Your Weekly Roundup of New Movies: “Loving Highsmith” Paints Itself Into a Melancholy Corner

What to see and what to skip.

LOVING HIGHSMITH

** Patricia Highsmith may have invented Tom Ripley and Strangers on a Train, but she opens this documentary espousing no love for mysteries. Fitting, maybe. Portrayed here, hers was a lifetime of intermittent hope (see: Carol) and overriding tragedy (see: everything else), as she lived out the loneliness, globe-trotting and crippling sexual repression so often found in her novels. With Gwendoline Christie (Brienne of Tarth in Game of Thrones) narrating Highsmith’s diary pages and romantic letters in a voice like dry vermouth, we’re immersed in the author’s unrequited longing, most of all for her cruel mother’s affection (and for one great love whose identity remains a secret). Director Eva Vitija clearly devoted tremendous effort to interviewing and researching Highsmith’s romantic partners, but she lacks the footage necessary to provide narrative fuel. The film inexplicably overemphasizes Highsmith’s alienation using Texas rodeo B-roll, and Vitija’s sudden yet sparse first-person narration comes off as a last-ditch device to move us through the author’s biography. An interview with a Highsmith scholar or two could have added artistic insight without sacrificing intimacy, but instead Loving Highsmith paints itself into a melancholy corner. It fails to understand that while Highsmith’s life was sad, it was full. NR. CHANCE SOLEM-PFEIFER. Living Room.

GIGI & NATE

** While director Nick Hamm deserves credit for making a movie about the issues surrounding the use of service animals, Gigi & Nate is both worthy of celebration and thoroughly unmemorable. Based on a true story (but boasting several differences from real-life events), the film stars Charlie Rowe as Nate Gibson, a teenage boy who becomes stricken with meningitis after a cliff dive during a Fourth of July getaway. Nate’s condition ultimately results in paralysis, but he finds hope in his companionship with Gigi, a loving capuchin monkey.
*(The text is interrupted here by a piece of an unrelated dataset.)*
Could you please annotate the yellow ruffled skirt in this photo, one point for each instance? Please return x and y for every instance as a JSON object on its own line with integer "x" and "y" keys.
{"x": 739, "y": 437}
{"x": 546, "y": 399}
Unfortunately, the film avoids showing many of the challenges that Nate faces during his rehabilitation and leaves too much of his emotional bonding with Gigi to montage (Hamm focuses much of his attention on the melodrama surrounding a potential law to ban capuchin monkeys as service animals). Aside from some mild cursing, Gigi & Nate is essentially a family movie that makes compelling points but isn’t a compelling watch. PG-13. RAY GILL JR. Bridgeport, Cedar Hills, Clackamas, Eastport Plaza, Evergreen Parkway, Hilltop, Lloyd Center.

SALOUM

** If movies were only their premises, Saloum could be one of 2022′s finest. When their escape plane starts leaking fuel, a trio of legendary West African mercenaries transporting a Mexican drug lord must pretend to be gold miners while waylaid in a Senegalese village with a haunting secret (sold?). On top of that, director Jean Luc Herbulot shoots the Saloum river delta with spaghetti Western pomp and breadth, while doing a low-budget Tarantino riff as antihero Chaka (Yann Gael) waxes poetic about post-colonialism over a tense, potentially cover-blowing dinner. But just as Herbulot’s powder keg of a narrative threatens to blow, an unwelcome hesitation creeps in. Action scenes are cheated around at the last possible moments—and a combination of hand-held camerawork, rapid cutting and hazy, colorless CG robs the audience of the cathartic violence and physicality you’d expect from a horror-revenge thriller-black hat Western amalgam. Genuine potential, though, is a rare thing. Saloum could’ve been this year’s Bacurau. For now, it’s best viewed as a glint of first-act promise (and a glimpse of what Herbulot could make with a few more million dollars and a VFX assist). NR. CHANCE SOLEM-PFEIFER. Streams beginning Sept. 8 on Shudder.

PETER VON KANT

** Given that Rainer Werner Fassbinder’s The Bitter Tears of Petra von Kant is a signature work of ‘70s European cinema, a remake isn’t a ridiculous idea. But the original certainly deserves a more illuminating interpretation than the one offered here by director François Ozon, who also adapted the Fassbinder play Water Drops on Burning Rocks. Whereas Petra embeds with a fashion designer cooped up in her apartment, chronicling her affairs with colleagues and muses, Peter von Kant gender-flips the lovesickness, centering a male film director in 1972 Cologne and the young man he molds into a star. Ozon (Swimming Pool) clearly relishes Peter’s homebound hedonism: His apartment has deep scarlet walls, a thousand gin-and-tonics, and robes for all seasons. Yet his film adds precious little to Fassbinder’s, constricting its emotions and meanings with literalism. Casting Fassbinder lookalike Denis Ménochet (Inglourious Basterds) as the titular film director, Peter loudly implies autobiography, even adding an ingénue (Amir Ben Salem, played by Khalil Ben Gharbia) obviously named for real-life Fassbinder lover and actor El Hedi ben Salem. What’s more, Ozon’s almost madcap storytelling (a sharp contrast with Petra’s languid ambiguity) creates a knowing soapiness that offers a few argumentative fireworks, but no reason for the audience to engage with the film’s characters or question their preordained fates. NR. CHANCE SOLEM-PFEIFER. Cinema 21.